Photo by AP/Tawanda Mudimu

People are incredibly stupid, which is why things like religion and superstitions continue to endure despite modern science. Take, for instance, the centuries-old Asian practice of consuming ground-up rhinoceros horns as a cure for everything from headaches to possession by demons. The Vietnamese actually believe this shit can cure cancer, which has led to a recent and alarming spike in South African rhino poaching—324 as of mid-October, to be exact. The way it works is simple: Poachers shoot the innocent animal with a huge gun, saw off its horn, sell it for an estimated $1,000 an ounce on the black market, and leave its two-ton corpse to rot in the hot sun.

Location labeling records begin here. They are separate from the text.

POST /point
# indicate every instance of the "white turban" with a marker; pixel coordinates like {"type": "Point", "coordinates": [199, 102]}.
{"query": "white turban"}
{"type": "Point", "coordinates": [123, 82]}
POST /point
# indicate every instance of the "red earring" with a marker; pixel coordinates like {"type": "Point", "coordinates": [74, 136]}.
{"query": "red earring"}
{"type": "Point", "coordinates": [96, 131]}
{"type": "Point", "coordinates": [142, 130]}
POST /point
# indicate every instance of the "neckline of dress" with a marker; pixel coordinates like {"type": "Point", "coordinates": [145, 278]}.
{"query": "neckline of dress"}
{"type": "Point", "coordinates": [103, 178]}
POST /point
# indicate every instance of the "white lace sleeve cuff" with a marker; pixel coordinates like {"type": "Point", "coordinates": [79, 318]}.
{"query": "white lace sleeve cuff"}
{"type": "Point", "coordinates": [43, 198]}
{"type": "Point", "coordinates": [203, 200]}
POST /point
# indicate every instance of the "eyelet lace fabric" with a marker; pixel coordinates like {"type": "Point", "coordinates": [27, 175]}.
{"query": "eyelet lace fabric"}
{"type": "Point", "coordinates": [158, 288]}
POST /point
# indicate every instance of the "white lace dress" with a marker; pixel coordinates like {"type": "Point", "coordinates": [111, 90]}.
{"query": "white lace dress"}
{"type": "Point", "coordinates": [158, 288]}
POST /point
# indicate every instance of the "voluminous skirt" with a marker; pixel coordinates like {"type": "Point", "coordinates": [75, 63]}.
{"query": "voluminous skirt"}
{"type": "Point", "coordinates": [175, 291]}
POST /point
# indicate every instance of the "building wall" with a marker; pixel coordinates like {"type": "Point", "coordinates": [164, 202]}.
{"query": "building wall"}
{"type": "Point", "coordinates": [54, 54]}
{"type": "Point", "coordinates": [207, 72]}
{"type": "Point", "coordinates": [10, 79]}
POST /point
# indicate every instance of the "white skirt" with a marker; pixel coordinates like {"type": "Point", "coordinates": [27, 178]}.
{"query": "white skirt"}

Apparently hunting rhinos as trophy animals is legal under the supervision of a South African conservation official, but there are so many loopholes in the system that the government is considering banning hunting altogether. South Africa has retaliated by intensifying its enforcement methods. For instance, “Lucky” Maseko, a well-known horn hunter, was recently shot by police on his way to the Songimvelo Nature Reserve. Another bright idea officials had was injecting poison into the rhinos’ horns, which would (presumably) make anyone who consumes it very ill. But the practice was never implemented because, well, have you ever tried to inject something into a rhino’s horn? It ain’t easy. The only real solution to the poaching dilemma, of course, lies in curbing the retarded demand for the horns. Thankfully, Vietnamese and South African diplomats are headed in the right direction. They met in September to discuss the problem, with one Vietnamese participant solemnly telling the press, “We need to get rid of the wrong understanding that rhino horn can cure cancer.” No shit.